Consider a mass casualty response scenario after a tornado, such as the EF-4 tornado in Tuscaloosa, AL on April 27, 2011. The immediate response involved hundreds of responders from local government agencies and required coordination to complete several tasks, including clearing impassable roads, securing prohibited items, triaging the wounded, and locating victims in the disaster area. Moving about the environment, clearing debris from roads, and all other actions require time and are not instantaneous actions. Agents must be able to coordinate actions and work concurrently. Real-world domains include continuous variables, such as fuel level, that must be considered. The heterogeneous agents, complex tasks, and complex environment complicate this difficult planning problem.

One method to address planning complexity is factored planning, which splits the goal into lower complexity subgoals. Multi-agent planning approaches using factored planning focus on how the entire coalition [4, 14] or an individual agent [46] can solve subproblems. Factored planning as part of single-agent planning does not address multiple agents [7, 23]. Solutions for path-planning [47] and target tracking [24] exist, but are domain-dependent. The tools presented in this manuscript address domain-independent planning problems with multiple, heterogeneous agents and multiple, complicated tasks in complex domains with durative actions, concurrently executing actions, continuous variables, and continuous effects by factoring the problem by both tasks and coalitions of agents.

Coalition formation can manage problem complexity by allocating a team of agents to each task. Coalition formation uses the capabilities of the agents and the capability requirements of the tasks to form teams of agents that can accomplish a set of assigned tasks, while optimizing an objective function (e.g., utility, cost, or number of tasks completed) [40]. The factoring produced by coalition formation generates several smaller problems from the original problem; however, coalition formation cannot guarantee allocated coalitions will be able to execute the task to which they are assigned to complete.
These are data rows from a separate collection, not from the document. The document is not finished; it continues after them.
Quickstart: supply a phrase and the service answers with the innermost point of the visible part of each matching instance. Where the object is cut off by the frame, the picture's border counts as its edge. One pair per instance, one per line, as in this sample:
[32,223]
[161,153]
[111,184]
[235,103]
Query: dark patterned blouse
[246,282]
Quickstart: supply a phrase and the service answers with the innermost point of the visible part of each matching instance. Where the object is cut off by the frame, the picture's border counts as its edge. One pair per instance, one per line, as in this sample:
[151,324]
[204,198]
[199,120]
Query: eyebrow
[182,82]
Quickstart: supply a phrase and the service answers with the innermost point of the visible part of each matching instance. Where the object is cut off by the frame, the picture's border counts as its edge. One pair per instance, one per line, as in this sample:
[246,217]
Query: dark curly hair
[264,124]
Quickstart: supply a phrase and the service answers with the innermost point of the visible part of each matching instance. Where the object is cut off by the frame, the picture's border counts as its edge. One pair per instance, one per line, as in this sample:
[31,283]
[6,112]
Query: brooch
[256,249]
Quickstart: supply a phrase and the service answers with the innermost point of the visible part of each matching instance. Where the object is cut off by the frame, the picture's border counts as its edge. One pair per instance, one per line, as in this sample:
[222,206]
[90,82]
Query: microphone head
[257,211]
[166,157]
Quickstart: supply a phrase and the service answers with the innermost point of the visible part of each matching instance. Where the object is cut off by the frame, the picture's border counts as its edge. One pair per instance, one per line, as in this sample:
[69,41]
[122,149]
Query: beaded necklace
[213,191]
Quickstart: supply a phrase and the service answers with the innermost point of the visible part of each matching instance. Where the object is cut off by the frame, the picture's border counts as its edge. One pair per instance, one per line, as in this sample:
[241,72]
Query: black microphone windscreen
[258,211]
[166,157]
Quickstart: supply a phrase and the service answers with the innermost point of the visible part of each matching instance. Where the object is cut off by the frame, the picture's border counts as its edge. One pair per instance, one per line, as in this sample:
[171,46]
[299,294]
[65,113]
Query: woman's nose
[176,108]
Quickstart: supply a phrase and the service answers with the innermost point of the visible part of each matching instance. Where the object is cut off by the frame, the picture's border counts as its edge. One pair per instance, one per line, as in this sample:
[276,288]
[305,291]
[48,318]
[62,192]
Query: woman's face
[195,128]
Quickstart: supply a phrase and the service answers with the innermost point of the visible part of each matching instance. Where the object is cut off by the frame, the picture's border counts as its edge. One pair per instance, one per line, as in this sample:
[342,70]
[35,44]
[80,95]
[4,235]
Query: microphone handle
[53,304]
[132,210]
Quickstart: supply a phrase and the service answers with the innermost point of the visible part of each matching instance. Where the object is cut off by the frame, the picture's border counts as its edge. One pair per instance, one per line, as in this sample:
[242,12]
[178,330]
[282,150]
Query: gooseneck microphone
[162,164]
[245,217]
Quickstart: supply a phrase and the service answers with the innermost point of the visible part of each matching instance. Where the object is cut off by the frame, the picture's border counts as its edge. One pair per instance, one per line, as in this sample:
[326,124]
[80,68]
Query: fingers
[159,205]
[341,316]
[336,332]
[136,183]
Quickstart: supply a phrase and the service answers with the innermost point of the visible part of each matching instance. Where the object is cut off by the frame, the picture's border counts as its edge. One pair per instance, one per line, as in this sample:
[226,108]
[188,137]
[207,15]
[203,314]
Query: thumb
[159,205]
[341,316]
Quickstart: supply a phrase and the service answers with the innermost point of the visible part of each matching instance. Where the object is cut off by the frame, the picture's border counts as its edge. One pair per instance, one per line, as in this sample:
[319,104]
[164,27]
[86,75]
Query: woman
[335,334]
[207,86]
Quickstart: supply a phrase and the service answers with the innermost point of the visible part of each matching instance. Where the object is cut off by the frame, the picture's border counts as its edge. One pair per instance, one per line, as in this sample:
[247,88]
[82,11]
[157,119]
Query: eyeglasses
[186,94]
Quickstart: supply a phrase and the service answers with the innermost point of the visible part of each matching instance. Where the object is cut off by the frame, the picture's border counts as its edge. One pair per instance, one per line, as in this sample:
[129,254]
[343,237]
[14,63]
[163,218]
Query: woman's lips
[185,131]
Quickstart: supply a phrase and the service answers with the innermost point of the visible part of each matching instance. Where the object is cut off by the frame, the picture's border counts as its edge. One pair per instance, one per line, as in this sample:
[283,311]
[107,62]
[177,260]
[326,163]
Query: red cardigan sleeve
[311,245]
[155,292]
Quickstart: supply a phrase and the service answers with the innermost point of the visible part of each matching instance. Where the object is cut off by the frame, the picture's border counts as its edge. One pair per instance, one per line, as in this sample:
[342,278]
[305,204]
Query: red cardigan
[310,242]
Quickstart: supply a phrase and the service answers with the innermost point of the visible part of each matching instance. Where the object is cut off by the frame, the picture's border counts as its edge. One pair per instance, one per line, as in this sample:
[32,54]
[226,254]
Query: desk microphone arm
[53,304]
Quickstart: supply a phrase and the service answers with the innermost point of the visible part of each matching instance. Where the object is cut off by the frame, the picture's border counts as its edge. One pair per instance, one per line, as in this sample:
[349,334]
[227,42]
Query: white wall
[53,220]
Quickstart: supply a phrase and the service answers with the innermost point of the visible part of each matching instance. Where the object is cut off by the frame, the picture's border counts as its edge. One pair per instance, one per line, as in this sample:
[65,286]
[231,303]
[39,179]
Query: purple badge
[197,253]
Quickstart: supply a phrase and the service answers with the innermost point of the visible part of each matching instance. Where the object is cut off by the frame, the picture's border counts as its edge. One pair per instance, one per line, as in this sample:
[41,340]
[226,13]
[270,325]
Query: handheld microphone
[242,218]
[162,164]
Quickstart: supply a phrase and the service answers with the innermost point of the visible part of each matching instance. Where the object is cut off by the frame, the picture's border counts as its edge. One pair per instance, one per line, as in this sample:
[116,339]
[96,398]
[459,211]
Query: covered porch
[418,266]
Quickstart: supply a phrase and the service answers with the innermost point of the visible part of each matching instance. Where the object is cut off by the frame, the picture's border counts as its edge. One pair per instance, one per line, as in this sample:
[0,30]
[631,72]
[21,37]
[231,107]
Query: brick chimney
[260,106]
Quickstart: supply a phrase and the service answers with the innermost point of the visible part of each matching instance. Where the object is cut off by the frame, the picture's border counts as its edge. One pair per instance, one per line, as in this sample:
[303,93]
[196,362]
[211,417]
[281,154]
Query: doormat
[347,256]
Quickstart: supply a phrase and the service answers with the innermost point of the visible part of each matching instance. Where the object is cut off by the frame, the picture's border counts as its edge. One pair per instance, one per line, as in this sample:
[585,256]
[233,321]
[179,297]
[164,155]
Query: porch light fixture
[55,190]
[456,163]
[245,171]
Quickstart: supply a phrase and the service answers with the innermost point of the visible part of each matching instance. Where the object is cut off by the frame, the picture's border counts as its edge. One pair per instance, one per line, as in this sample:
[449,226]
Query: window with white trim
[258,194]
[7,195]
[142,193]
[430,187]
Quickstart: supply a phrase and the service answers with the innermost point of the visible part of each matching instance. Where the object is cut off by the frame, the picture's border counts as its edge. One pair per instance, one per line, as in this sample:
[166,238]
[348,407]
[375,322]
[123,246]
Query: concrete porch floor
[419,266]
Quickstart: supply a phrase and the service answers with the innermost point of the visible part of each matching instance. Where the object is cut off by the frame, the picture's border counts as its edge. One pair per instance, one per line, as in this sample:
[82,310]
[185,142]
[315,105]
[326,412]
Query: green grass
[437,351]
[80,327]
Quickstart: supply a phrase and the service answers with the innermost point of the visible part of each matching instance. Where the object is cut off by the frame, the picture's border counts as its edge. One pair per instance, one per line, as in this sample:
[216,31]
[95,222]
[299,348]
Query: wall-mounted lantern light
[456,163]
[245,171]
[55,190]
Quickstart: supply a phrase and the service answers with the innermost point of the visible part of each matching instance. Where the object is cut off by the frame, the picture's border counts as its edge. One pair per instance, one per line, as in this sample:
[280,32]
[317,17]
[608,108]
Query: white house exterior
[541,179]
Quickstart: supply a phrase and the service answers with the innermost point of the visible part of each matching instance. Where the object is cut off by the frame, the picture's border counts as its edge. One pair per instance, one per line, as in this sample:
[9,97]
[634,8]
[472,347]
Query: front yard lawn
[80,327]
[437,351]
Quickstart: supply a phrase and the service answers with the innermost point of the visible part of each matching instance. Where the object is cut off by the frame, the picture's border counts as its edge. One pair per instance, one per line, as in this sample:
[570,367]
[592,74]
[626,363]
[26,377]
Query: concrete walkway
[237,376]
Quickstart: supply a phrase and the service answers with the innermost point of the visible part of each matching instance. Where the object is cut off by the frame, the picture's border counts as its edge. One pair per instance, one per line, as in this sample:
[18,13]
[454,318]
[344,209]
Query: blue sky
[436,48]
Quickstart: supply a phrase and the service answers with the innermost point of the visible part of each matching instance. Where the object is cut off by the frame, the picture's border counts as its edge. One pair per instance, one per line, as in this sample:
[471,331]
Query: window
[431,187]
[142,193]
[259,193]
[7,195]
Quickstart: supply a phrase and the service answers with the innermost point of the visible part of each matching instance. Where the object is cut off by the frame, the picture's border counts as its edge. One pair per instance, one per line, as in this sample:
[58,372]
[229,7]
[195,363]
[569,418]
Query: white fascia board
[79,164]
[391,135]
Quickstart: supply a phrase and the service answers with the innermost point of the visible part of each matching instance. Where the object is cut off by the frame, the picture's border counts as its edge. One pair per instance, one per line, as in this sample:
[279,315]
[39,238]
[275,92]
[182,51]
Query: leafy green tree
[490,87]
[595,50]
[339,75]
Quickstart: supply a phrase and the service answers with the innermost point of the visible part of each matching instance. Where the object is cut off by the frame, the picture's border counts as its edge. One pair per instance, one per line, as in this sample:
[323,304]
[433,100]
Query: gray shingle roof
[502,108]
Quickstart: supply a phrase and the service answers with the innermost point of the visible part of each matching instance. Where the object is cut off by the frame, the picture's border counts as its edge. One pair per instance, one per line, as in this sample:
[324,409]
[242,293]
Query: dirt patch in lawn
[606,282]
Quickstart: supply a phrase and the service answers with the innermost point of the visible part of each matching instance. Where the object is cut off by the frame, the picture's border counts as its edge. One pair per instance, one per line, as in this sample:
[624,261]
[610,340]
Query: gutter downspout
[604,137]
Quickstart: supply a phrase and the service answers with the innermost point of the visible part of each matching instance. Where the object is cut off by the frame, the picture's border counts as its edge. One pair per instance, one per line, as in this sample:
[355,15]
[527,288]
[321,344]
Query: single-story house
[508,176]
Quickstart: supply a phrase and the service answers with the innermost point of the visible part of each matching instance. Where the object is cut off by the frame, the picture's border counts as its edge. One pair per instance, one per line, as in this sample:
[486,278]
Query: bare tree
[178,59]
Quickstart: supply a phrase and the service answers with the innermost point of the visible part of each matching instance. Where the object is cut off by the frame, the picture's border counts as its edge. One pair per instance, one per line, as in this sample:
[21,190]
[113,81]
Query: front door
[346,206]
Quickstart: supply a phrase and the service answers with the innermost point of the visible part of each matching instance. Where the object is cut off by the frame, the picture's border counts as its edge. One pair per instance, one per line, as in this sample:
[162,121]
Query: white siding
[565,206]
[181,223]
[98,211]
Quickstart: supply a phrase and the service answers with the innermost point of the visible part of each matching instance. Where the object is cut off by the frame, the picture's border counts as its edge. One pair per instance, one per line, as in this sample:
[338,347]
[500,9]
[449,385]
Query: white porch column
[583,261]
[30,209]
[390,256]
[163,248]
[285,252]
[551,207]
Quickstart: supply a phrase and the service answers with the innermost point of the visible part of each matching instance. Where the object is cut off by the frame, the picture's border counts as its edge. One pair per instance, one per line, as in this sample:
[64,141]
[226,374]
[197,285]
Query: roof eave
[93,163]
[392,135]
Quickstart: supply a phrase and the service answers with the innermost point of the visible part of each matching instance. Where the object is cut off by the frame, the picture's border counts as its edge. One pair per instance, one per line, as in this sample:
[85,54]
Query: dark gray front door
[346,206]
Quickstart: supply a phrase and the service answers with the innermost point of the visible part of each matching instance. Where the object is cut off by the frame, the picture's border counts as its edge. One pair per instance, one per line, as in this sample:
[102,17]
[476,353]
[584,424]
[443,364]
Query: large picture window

Current coalition formation research does not address the nonexecutable coalition problem (a coalition which cannot complete its assigned task) and current planning research does not perform task allocation on the scale of coalition formation. Factored planning is a popular approach to decomposing the problem into manageable subproblems, but existing factored planning algorithms do not consider agents. Multi-agent planning performs goal allocation, but typically does not consider how multiple agents working together simultaneously on a single task affects plan quality. Three novel tools incorporating both coalition formation and planning are presented: coalition formation then planning, relaxed plan coalition formation, and task fusion. The coalition formation then planning approach is used as the basis for the other tools that utilizes the output from the coalition formation problem as the inputs to the planning problem. Tasks are planned separately by the allocated coalitions and the results are merged into a single solution for the original problem. The coalition formation then planning tool derives satisficing solutions quickly, but raises two problems: nonexecutable coalitions and suboptimal solutions. If coalition formation allocates a coalition to a task that the coalition cannot complete, then a new coalition must be allocated. Relaxed plan coalition formation augments coalition formation then planning by performing iterative planning, relaxed planning, and coalition formation until a valid executable plan is identified. The second problem with coalition formation then planning is suboptimal solutions. Limiting the agents available for planning limits the problem complexity, but reduces the size of the problem solution set; thus, leading to suboptimal solutions. Task fusion balances solution quality with problem complexity by planning for tasks and coalitions together for which higher solution quality outweighs increased problem complexity.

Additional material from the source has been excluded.